Training Autoencoders Using Stochastic Hessian-Free Optimization with LSMR
Ibrahim Emirahmetoglu, David E. Stewart
TL;DR
This work addresses slow training and overfitting in Hessian-free optimization for deep autoencoders by introducing stochastic HF with the Least Squares Minimal Residual (LSMR) method, Chapelle-style preconditioning, and a dynamic mini-batch selection strategy. The approach replaces conjugate gradients with LSMR to solve large sparse linear systems, uses a diagonal preconditioner to reduce iterations, and gradually enlarges mini-batches based on gradient variance and validation performance. Empirical results on CURVES, MNIST, and USPS show comparable or improved generalization and reduced memory usage, with training efficiency gains over prior HF methods. Overall, the method demonstrates rapid training and strong generalization, supporting broader applicability of HF techniques in large-scale deep learning tasks.
Abstract
Hessian-free (HF) optimization has been shown to effectively train deep autoencoders (Martens, 2010).
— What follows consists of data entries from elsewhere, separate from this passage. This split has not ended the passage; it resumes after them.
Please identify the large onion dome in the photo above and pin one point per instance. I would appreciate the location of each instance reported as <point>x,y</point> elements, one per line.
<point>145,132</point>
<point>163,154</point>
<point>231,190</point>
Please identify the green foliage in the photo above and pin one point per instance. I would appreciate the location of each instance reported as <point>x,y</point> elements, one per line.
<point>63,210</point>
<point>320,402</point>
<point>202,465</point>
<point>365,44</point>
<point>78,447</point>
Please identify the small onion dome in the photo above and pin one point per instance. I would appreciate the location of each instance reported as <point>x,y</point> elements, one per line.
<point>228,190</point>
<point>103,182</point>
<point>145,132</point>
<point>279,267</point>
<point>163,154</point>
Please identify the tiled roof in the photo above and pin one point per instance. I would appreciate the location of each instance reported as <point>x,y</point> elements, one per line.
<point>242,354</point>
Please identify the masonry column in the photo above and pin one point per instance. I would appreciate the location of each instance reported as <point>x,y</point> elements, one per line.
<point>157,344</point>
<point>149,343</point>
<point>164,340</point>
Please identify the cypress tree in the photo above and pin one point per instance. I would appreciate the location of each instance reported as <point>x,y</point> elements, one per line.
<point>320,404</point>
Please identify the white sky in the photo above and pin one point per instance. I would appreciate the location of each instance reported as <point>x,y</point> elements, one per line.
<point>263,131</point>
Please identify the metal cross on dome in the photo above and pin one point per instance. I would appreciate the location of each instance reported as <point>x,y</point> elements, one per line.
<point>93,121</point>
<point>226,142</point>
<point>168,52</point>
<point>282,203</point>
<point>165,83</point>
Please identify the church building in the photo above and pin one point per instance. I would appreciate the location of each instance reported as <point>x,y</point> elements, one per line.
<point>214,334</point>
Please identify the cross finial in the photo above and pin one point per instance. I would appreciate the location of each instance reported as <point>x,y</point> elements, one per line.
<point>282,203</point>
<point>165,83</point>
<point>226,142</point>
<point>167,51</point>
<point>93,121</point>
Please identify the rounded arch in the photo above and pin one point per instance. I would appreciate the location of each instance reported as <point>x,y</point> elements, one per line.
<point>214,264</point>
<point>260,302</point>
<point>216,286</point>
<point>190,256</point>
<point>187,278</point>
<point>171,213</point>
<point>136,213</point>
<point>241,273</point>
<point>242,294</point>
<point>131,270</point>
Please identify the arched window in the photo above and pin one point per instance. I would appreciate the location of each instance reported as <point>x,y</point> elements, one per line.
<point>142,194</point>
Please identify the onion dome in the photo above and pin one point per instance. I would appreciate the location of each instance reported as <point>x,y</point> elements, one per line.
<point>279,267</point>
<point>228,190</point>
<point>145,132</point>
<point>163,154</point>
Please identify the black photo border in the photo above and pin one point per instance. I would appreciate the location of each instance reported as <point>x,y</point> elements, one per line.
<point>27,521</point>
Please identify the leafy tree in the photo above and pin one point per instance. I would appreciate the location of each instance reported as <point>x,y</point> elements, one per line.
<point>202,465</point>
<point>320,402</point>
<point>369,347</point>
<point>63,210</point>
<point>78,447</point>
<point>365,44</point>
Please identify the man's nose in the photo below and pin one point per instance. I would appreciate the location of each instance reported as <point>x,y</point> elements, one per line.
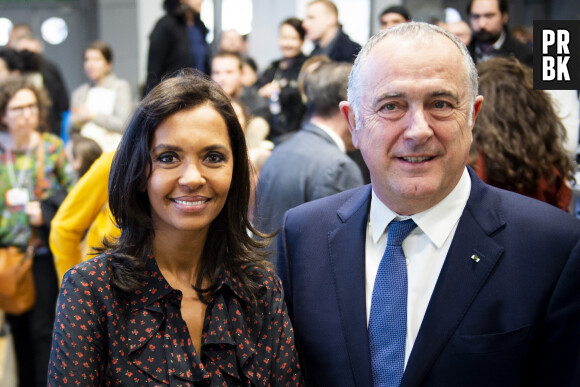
<point>418,128</point>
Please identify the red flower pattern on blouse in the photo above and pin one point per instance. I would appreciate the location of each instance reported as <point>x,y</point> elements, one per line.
<point>99,340</point>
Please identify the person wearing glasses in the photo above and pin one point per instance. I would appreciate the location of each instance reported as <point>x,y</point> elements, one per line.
<point>33,182</point>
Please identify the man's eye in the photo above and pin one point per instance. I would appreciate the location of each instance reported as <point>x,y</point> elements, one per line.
<point>441,105</point>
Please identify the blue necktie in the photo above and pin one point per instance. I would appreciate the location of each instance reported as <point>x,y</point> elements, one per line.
<point>388,317</point>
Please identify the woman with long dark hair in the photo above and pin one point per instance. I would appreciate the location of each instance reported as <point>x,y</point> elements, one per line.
<point>185,295</point>
<point>518,138</point>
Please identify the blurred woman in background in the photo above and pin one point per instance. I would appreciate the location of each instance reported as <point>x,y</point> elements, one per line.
<point>33,183</point>
<point>101,106</point>
<point>518,138</point>
<point>279,82</point>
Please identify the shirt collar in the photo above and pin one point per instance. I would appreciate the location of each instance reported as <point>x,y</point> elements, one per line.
<point>437,222</point>
<point>334,137</point>
<point>227,279</point>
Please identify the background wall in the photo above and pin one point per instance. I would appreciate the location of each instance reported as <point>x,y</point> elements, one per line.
<point>126,25</point>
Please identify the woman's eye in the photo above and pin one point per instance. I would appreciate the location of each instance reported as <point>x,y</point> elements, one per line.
<point>215,157</point>
<point>167,158</point>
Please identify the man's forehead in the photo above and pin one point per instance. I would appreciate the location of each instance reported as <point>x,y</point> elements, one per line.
<point>482,6</point>
<point>412,44</point>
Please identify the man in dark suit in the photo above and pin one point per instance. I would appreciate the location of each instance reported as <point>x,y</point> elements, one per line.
<point>492,295</point>
<point>322,28</point>
<point>491,38</point>
<point>312,164</point>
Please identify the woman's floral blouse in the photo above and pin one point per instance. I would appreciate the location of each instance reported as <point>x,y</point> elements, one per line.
<point>99,340</point>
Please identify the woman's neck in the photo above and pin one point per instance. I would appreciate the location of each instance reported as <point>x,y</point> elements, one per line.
<point>179,258</point>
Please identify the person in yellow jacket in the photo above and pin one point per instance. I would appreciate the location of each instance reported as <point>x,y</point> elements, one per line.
<point>85,208</point>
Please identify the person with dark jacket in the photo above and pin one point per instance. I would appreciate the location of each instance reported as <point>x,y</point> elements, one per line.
<point>491,37</point>
<point>279,82</point>
<point>322,28</point>
<point>177,41</point>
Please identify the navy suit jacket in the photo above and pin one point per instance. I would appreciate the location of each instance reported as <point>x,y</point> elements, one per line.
<point>511,319</point>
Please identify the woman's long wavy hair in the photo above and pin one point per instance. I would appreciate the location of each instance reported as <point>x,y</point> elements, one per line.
<point>517,131</point>
<point>228,243</point>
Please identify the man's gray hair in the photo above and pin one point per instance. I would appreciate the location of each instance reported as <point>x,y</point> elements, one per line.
<point>411,31</point>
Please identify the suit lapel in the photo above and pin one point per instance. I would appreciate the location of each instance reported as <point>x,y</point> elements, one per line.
<point>460,280</point>
<point>346,246</point>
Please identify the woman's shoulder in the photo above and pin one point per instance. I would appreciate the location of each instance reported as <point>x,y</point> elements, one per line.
<point>52,142</point>
<point>265,278</point>
<point>97,268</point>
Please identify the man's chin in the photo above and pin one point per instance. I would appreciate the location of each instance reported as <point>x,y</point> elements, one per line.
<point>486,38</point>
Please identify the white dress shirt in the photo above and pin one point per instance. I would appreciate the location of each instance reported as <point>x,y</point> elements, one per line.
<point>425,250</point>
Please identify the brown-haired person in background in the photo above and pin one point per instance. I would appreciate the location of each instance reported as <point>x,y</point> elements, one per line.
<point>518,138</point>
<point>184,296</point>
<point>101,106</point>
<point>33,183</point>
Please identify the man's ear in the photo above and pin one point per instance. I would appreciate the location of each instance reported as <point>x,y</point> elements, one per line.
<point>348,114</point>
<point>505,17</point>
<point>476,109</point>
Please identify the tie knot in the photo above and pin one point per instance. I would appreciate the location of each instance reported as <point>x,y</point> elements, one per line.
<point>398,231</point>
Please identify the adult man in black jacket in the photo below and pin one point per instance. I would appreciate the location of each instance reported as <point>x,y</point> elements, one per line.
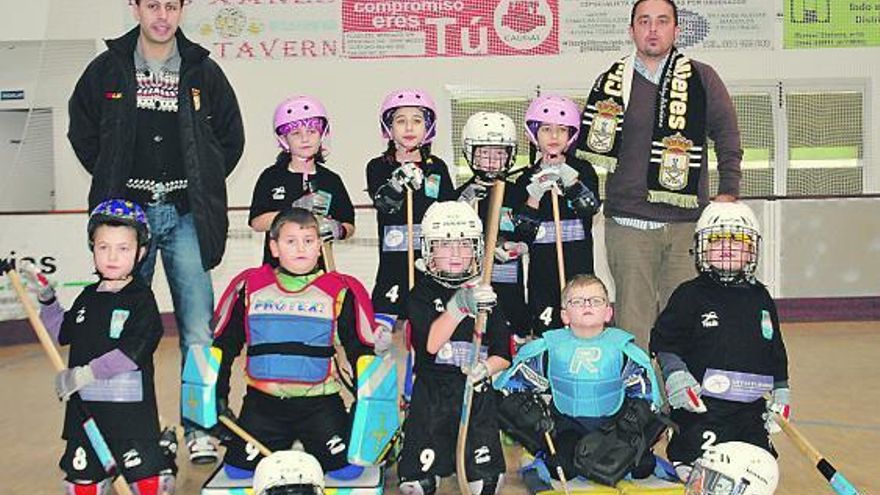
<point>153,119</point>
In this paper, we aim to accelerate HF training of autoencoders by reducing the amount of data used in training. HF utilizes the conjugate gradient algorithm to estimate update directions. Instead, we propose using the LSMR method, which is known for effectively solving large sparse linear systems. We also incorporate Chapelle & Erhan (2011)'s improved preconditioner for HF optimization. In addition, we introduce a new mini-batch selection algorithm to mitigate overfitting. Our algorithm starts with a small subset of the training data and gradually increases the mini-batch size based on (i) variance estimates obtained during the computation of a mini-batch gradient (Byrd et al., 2012) and (ii) the relative decrease in objective value for the validation data. Our experimental results demonstrate that our stochastic Hessian-free optimization, using the LSMR method and the new sample selection algorithm, leads to rapid training of deep autoencoders with improved generalization error.